Both the Nasdaq and the S&P 500 are hitting new recovery rally highs today. Part of the reason for today’s strength is the better than expected construction numbers released this morning.
The 0.8% gain in construction spending for April was the biggest gain in nearly a year. And it was far better than economists’ expectations of a 1.5% drop.
This is how it will be during an economic recovery. There will be wild swings in data. Don’t be surprised if construction contracts for May, and then picks up in June. Or vice versa. It really could go either way. And that won’t necessarily be bad news.
Of course, it would be great to see the numbers continue to steadily improve. But that’s not the way it works when an economy is recovering from the type of shocks the U.S. economy has received.
*****General Motors (NYSE:GM) ended the suspense. As expected, it filed for bankruptcy protection this morning. It’s the 4th largest bankruptcy filing in US history. GM has $82 billion in assets and $172 billion in debt.
GM stock is up +20% in the early going today. I want to know why. My guess is that shorts are covering their positions. Still, I don’t know why. It’s expected that GM common stock will be cancelled as part of the bankruptcy proceedings.
That would mean that shorts don’t have to cover their position. However, shorts may continue to incur borrowing fees from the shares they have sold. In order to be completely free of the trade, maybe covering is the way to go.
*****I’ve read that GM may resume trading as a new public company in 6-12 months. I don’t see why it should take that long. A motivated bankruptcy judge ought to be able to deal with GMs debt faster than that.
But I will say that, depending on the terms of the bankruptcy, GM stock should be a good buy when it comes public again. GM will be stripped of one of its major stumbling blocks – pension benefits.
It’s estimated that pension benefits add $1,500 in expenses for GM on each car it builds. Obviously, in today’s competitive environment, that’s insurmountable.
However, once these costs are gone, and GM can operate with leaner margins, the stock could be a good buy.
*****SmallCapInvestor PRO readers are enjoying their second +100% gain this year. The stock is Genco Shipping (NYSE:GNK) and it was recommended on April 9 at $14.20 a share. Please do not by the stock now. We will be taking our profits on it in the near future.

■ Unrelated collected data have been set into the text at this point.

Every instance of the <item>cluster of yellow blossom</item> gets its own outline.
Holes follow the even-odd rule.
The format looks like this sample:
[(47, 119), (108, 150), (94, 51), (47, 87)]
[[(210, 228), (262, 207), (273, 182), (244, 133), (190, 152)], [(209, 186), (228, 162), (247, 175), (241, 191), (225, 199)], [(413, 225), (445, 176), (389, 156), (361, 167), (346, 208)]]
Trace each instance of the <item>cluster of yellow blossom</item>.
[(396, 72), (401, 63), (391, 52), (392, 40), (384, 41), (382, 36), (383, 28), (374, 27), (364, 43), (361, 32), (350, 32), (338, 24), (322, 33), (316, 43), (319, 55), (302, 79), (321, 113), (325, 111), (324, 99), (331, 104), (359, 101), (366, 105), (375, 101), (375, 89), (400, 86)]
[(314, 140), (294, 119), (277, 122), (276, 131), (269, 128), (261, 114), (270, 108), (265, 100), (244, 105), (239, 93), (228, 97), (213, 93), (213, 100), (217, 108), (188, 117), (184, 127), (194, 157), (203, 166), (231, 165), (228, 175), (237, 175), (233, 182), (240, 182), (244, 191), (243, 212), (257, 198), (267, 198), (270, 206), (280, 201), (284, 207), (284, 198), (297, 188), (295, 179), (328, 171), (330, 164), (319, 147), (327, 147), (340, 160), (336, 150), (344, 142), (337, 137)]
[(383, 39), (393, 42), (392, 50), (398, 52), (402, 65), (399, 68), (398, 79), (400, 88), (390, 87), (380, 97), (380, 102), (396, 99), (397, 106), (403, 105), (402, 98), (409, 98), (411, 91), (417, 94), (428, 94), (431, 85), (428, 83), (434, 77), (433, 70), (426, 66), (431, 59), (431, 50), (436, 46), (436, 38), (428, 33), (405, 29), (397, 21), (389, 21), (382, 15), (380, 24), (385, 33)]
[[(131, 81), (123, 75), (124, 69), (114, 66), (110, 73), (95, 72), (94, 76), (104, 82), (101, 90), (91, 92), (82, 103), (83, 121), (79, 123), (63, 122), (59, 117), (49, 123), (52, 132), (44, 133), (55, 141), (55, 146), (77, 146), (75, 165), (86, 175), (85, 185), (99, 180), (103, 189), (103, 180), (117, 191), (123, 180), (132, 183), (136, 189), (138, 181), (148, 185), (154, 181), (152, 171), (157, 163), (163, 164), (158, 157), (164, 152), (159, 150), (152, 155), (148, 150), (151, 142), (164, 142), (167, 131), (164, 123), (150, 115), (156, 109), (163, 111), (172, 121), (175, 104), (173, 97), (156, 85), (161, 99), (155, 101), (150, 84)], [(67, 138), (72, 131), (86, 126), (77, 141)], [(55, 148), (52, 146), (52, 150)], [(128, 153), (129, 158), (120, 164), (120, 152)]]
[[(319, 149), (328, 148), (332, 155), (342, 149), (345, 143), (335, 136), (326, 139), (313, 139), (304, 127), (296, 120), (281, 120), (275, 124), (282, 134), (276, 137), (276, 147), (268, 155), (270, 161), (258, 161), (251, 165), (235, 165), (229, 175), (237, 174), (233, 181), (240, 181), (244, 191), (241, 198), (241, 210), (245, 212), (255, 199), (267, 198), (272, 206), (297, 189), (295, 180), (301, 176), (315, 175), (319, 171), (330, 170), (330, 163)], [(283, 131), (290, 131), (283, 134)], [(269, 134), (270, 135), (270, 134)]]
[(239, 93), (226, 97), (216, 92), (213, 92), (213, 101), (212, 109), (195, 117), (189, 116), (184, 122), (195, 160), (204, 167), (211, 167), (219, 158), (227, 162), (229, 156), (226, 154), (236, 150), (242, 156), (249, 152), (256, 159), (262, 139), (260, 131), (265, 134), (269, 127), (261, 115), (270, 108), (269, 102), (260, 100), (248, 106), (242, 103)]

We’re holding our other triple digit winner. This domestic oil and gas stock is up +130%. But the strength in oil prices means that there should be more gains coming. Look to this sector to continue providing winning small caps in the months to come.
I’m getting ready to increase our exposure to China in SmallCapInvestor PRO. The two Chinese stocks in the portfolio now are up, and China is the best growth story in the world right now (indeed, some analysts and economists are calling for China, not the U.S., to lead us to recovery). For more on SmallCapInvestor PRO, please click HERE.
*****Graham Corp (AMEX:GHM) reported earnings on Friday. And they were not very good. The stock has lost nearly $3 over the past few days. That’s plenty for me. If you bought Graham on my recommendation in Daily Profit, it is now time to take your profits. I hope you did well.